- Interactive map of Nečven

= Nečven =

Croatian medieval fortress

Fort Nečven or Nečven City (also Nečvem or Nechwen as it was in 1487 AD) is a medieval Croatian fortress from the 14th century, and one of the most important fortified buildings in Croatia in terms of size and degree of preservation. It is on the west side of Promina mountain, on the edge of the high cliffs of river Krka, 3 km south of Miljacka Falls, where the Krka National Park begins, by the eponymous village.

Nečven originates, according to the 19th-century historian Grgur Urlić-Ivanović who first described the remains, in the 9th century, and was named, according to legend, after a beautiful girl from the area that rejected all violence from the Bribirers and eventually poisoned herself to avoid capture. The story probably symbolizes the hostility between the Šubić's Trošenj-Čučevo and Nelipić's Nečven.

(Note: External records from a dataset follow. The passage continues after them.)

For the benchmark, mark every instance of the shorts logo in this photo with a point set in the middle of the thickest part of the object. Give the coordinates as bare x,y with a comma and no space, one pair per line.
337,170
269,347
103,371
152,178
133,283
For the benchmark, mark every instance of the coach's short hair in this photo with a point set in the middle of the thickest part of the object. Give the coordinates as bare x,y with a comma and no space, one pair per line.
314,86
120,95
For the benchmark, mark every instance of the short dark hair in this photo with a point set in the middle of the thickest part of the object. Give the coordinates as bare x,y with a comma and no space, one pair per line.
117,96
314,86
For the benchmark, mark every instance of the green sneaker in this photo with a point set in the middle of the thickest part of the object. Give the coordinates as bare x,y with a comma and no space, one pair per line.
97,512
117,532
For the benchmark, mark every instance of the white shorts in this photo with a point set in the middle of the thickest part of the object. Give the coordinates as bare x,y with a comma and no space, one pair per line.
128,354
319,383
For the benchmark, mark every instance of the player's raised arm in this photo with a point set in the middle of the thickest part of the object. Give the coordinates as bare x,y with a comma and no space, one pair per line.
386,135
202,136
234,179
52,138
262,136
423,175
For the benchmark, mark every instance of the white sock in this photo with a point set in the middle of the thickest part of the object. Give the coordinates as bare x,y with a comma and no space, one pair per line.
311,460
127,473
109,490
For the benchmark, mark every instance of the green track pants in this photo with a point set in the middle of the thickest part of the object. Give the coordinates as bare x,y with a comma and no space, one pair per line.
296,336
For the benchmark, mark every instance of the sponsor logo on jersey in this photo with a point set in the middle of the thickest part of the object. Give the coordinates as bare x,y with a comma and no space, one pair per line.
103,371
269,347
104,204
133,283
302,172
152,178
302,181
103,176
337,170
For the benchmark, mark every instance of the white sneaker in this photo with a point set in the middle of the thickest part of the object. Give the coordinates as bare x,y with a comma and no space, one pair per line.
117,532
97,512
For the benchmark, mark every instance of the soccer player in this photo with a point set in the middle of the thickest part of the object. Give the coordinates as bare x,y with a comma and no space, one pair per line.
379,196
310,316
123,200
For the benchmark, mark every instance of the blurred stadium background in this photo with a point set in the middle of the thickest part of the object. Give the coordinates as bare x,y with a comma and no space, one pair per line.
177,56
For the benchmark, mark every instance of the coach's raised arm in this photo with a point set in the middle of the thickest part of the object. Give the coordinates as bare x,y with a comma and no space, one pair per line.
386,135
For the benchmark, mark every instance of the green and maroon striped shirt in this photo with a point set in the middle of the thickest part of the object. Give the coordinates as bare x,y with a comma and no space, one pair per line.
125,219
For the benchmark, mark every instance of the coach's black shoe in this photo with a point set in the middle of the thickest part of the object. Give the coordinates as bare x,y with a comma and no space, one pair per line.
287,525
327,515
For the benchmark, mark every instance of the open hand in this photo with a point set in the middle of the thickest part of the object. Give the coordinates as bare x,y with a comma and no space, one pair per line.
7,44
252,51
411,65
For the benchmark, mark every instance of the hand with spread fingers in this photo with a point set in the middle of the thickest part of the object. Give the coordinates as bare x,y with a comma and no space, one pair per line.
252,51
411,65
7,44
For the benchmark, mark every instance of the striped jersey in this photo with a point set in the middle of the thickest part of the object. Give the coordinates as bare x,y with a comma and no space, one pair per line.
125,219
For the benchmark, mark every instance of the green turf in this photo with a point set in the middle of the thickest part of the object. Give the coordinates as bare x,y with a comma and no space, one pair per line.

The fort and its associated yard cover a square kilometer (0.4 sq mi). It used to be surrounded by high walls made of small, poorly assembled stones combined with lime.
The northeast courtyard wall was separated by a deep moat and perhaps a moving (lifting) bridge from the remains of the fortress. The walls were over a meter thick. The steep southern walls reached a height of up to 15 m and consisted of five floors. The northern side, where the five-storey ancient square tower stands, is now filled with rubble.

On the other side of Krka, opposite from Nečven, are remnants of another old Croatian city, Trošenj (Čučevo). Those cities were previously connected by a bridge (which was destroyed in 1647 during the war between Don Stjepan Sorić and Krajišnici) that connected central Dalmatia with Bukovica and Ravni Kotari. The bridge was supervised and travellers who passed the border between Šubić's and Nelipić's properties were charged a toll.

The First Lords of Nečven-Nelipić were at the height of their power after the collapse of Mladen Šubić II (1322 AD) when they were named as the major force in the Southern Croatian region by Prince Nelipac.

The Turks ruled Nečven from 1522 to 1678 or 1686, apart from a period between 1648 and 1670 during which it was given to Venetian vassals Šibenik and Trogir, and burned down at the orders of Leonardo Foscolo, using the established constructions they found and the mighty wooden bridge over the river Krka. In their time there lived: the Dizdars, the Aghas, the Begs and the Kadijas), which showed a great deal how important the fort and the city was because it was in effect the seat for administrative and judicial power in that area for that time.

By the end of the 18th century, the fortress lost its strategic importance, and it was abandoned and the surrounding villages depopulated.